Reputation: 435
So, I have this regular expression:
[ ]{1}[^\w]*(шесть)[^\w]*[ ]{1}
And a variation of it:
[ ]{1}[^\w]*(conservation)[^\w]*[ ]{1}
I use this text, here, to test it:
"""Наверное, по одному на пару отделений, а их больше десяти. Интересно, каждый работает по шесть часов в неделю? Работать, очевидно, некому, раз принимают сами заведующие. Но неужели экономия на нескольких диагностах"""
"""Following the assassination of President McKinley in September 1901, Roosevelt, at age 42, became the youngest United States President in history. Leading his party and country into the Progressive Era, he championed his "Square Deal" domestic policies, promising the average citizen fairness, breaking of trusts, regulation of railroads, and pure food and drugs. Making conservation a top priority, he established myriad new шесть national parks, forests, and monuments intended to preserve the nation's natural resources. In foreign policy, he focused on Central America, where he began construction of the Panama Canal. He greatly expanded the United States Navy, and sent the Great White Fleet on a world tour to project the United States' naval power around the globe. His successful efforts to end the Russo-Japanese War won him the 1906 Nobel Peace Prize."""
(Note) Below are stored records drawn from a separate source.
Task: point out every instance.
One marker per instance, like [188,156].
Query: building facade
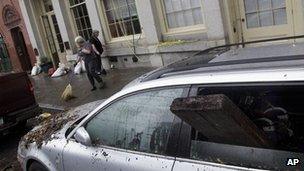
[16,52]
[155,32]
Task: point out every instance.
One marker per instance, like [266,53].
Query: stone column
[149,21]
[213,19]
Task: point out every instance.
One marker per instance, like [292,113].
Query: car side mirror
[82,136]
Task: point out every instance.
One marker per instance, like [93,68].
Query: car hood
[56,126]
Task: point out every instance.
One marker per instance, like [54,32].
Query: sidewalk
[48,90]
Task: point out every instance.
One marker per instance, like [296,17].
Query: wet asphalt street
[48,91]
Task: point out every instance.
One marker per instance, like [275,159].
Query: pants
[91,72]
[98,63]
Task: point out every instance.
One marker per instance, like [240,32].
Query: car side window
[243,126]
[140,122]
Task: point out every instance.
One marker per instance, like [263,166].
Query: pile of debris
[49,125]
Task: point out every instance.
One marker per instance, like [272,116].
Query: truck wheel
[35,166]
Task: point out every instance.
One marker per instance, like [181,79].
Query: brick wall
[11,17]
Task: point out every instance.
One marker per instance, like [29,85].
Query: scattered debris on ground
[47,128]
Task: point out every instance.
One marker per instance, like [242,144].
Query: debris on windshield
[47,128]
[44,116]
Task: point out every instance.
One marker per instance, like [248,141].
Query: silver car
[238,117]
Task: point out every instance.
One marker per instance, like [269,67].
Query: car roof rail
[183,65]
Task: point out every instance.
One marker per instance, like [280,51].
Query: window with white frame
[262,13]
[81,17]
[122,17]
[183,13]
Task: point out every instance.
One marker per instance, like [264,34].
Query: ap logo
[292,162]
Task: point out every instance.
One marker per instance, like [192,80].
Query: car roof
[226,59]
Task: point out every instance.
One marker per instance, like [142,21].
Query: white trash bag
[34,71]
[59,72]
[77,69]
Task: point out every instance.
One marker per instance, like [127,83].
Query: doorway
[50,39]
[21,49]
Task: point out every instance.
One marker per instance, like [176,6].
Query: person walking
[86,52]
[97,47]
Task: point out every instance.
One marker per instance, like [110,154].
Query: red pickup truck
[17,101]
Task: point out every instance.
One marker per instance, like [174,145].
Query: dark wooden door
[21,50]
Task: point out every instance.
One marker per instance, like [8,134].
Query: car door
[241,127]
[136,132]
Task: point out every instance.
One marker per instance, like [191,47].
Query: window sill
[125,38]
[186,30]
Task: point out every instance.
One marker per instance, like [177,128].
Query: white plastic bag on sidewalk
[78,68]
[34,71]
[83,66]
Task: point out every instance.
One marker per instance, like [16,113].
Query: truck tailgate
[15,93]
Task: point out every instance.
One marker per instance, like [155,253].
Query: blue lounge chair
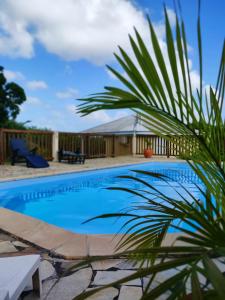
[71,157]
[20,151]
Both are just random texts I found. But this is besides the point.
When using the first regex, I get the following matches:
по одному на пару отделений, а их больше десяти. Интересно, каждый работает по шесть часов в неделю? Работать, очевидно, некому, раз принимают сами заведующие. Но неужели экономия на нескольких
This is in the first block of text, the Russian one.
In the second one, it only matches
шесть
The context of the match is
... new шесть national parks ...
If I use an English word, like "conservation" it only matches the word in the English block of text.
If I add it to the Russian text, something like:
... шесть conservation часов ...
It matches the same large chunk of text like "шесть".
Why is this happening? Is it because the text is in Russian?
I'm not one hundred percent sure what this regex does, but in English texts it finds the word in parenthesis. I assumed it does the same for other languages.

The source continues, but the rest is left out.